Re: To learn D

2019-07-05 Thread Samir via Digitalmars-d-learn

On Friday, 5 July 2019 at 13:56:18 UTC, Craig Dillabaugh wrote:
Ali's book is targeted at beginners (see link below).  I don't 
see why D wouldn't make a good first language.  If your 
objective is to learn D, then I don't think learning C or 
Python is going to be help that much.  Obviously if you know 
C/Python you can learn D more quickly, but I doubt the effort 
is worth it if D is the ultimate goal.


http://ddili.org/ders/d.en/index.html


I will second Craig's recommendation to spend some time going 
through Ali's book.  It strikes a good balance between being an 
introduction to programming in general, and to D in particular.  
While I have dabbled in half a dozen languages or so over the 
years, I find D to be a lot more accessible than many of the 
other languages I've tried.  Part of that comes do the language 
design (similarities to C and Python) but mostly to the helpful 
community you will find here.  Good luck!





Re: To learn D

2019-07-05 Thread Craig Dillabaugh via Digitalmars-d-learn

On Friday, 5 July 2019 at 12:00:15 UTC, Binarydepth wrote:
I've considering learning full D. I remembered that D is not 
recommended as a first language, So I read time ago.


So my question, is learning C and Python a good intro before 
learning D?


TY


Ali's book is targeted at beginners (see link below).  I don't 
see why D wouldn't make a good first language.  If your objective 
is to learn D, then I don't think learning C or Python is going 
to be help that much.  Obviously if you know C/Python you can 
learn D more quickly, but I doubt the effort is worth it if D is 
the ultimate goal.


http://ddili.org/ders/d.en/index.html


Re: To learn D

2019-07-05 Thread Cym13 via Digitalmars-d-learn

On Friday, 5 July 2019 at 12:00:15 UTC, Binarydepth wrote:
I've considering learning full D. I remembered that D is not 
recommended as a first language, So I read time ago.


So my question, is learning C and Python a good intro before 
learning D?


TY


Both C and Python provide valuable and complementary experience 
no matter what you want to do.

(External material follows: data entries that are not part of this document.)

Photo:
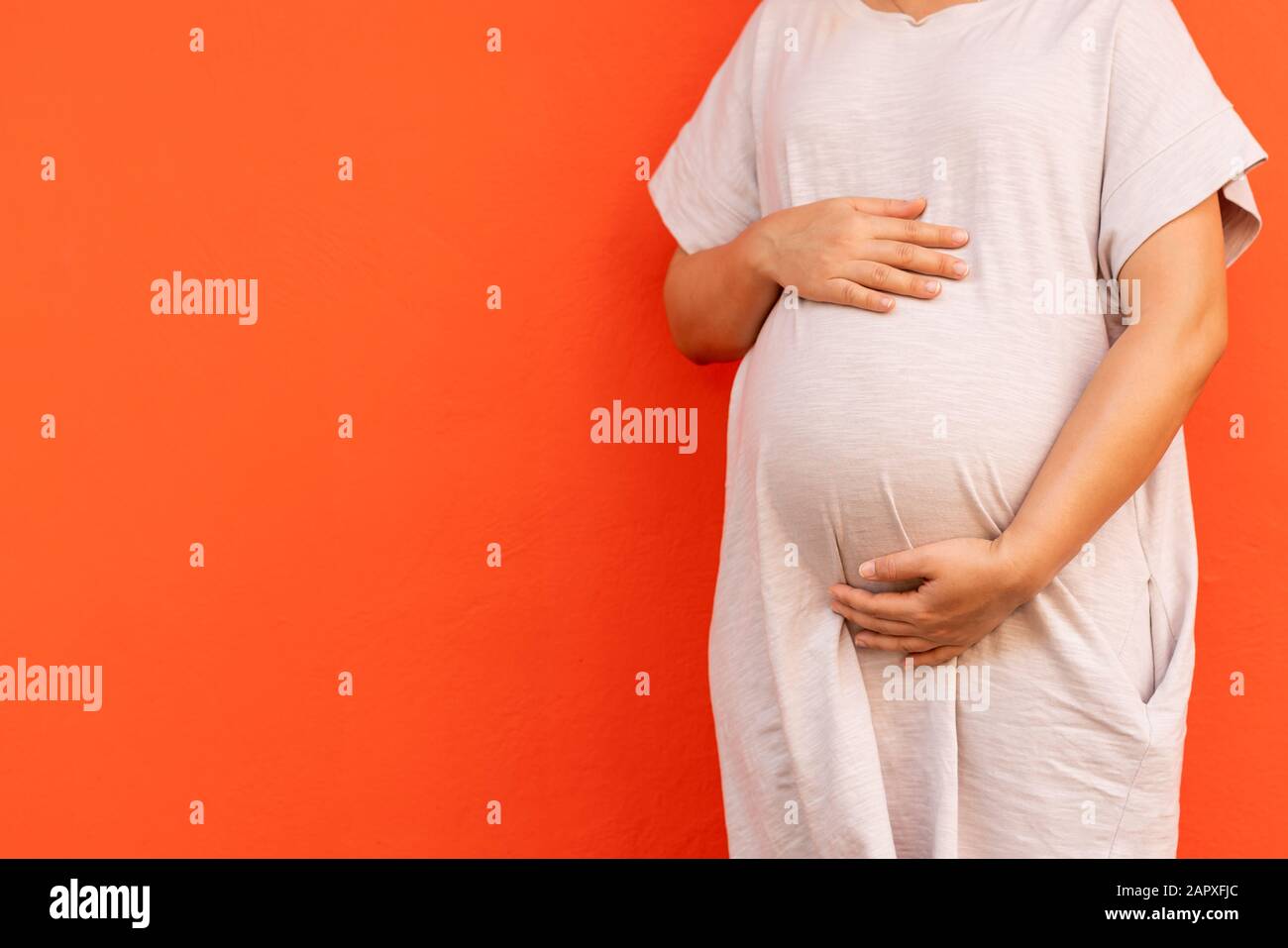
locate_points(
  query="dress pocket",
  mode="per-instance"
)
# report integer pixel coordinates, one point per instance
(1145, 657)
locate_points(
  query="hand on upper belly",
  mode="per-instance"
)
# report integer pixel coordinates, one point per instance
(969, 587)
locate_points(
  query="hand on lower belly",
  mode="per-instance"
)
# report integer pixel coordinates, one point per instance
(969, 587)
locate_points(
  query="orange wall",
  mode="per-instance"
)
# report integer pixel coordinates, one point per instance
(472, 427)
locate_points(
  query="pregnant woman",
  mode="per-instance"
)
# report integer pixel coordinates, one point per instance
(954, 614)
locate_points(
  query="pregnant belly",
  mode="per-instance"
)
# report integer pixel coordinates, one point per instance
(896, 430)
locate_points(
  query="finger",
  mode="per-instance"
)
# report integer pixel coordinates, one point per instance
(906, 565)
(894, 643)
(874, 622)
(892, 607)
(889, 206)
(910, 257)
(936, 656)
(917, 232)
(879, 275)
(846, 292)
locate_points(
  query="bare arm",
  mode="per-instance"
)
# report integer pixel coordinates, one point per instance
(1137, 398)
(1115, 437)
(849, 250)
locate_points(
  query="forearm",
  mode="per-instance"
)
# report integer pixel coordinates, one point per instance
(1132, 407)
(717, 299)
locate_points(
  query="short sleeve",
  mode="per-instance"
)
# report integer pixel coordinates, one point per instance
(706, 188)
(1172, 140)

If your goal is specifically to 
learn D then I'd learn C up to structures. That way you'll have 
basic tools and vocabulary that you can reuse in D and you can 
learn the rest as you go.


The things that will be hard if you want to learn D directly:

- not as many examples and tutorials on the internet (although 
there are some very good ones)


- lots of concepts and vocabulary (always remember that you 
*don't* have to know every detail of the language, learn what you 
need to solve the problem at hand, one thing at a time)


- not as many libraries, which means that it can be harder to 
solve a problem that not many people have had yet (popular things 
like web applications will be alright)


I think D isn't that bad of a first language. Once you've passed 
the vocabulary barrier you'll get the benefit of having a 
language that'll fit most of your tasks from little scripting or 
web applications to low-level programming and big projects. You 
will be confronted to many concepts and ideas without having to 
learn a new language each time and this knowledge is useful even 
if you decide to use another language later on.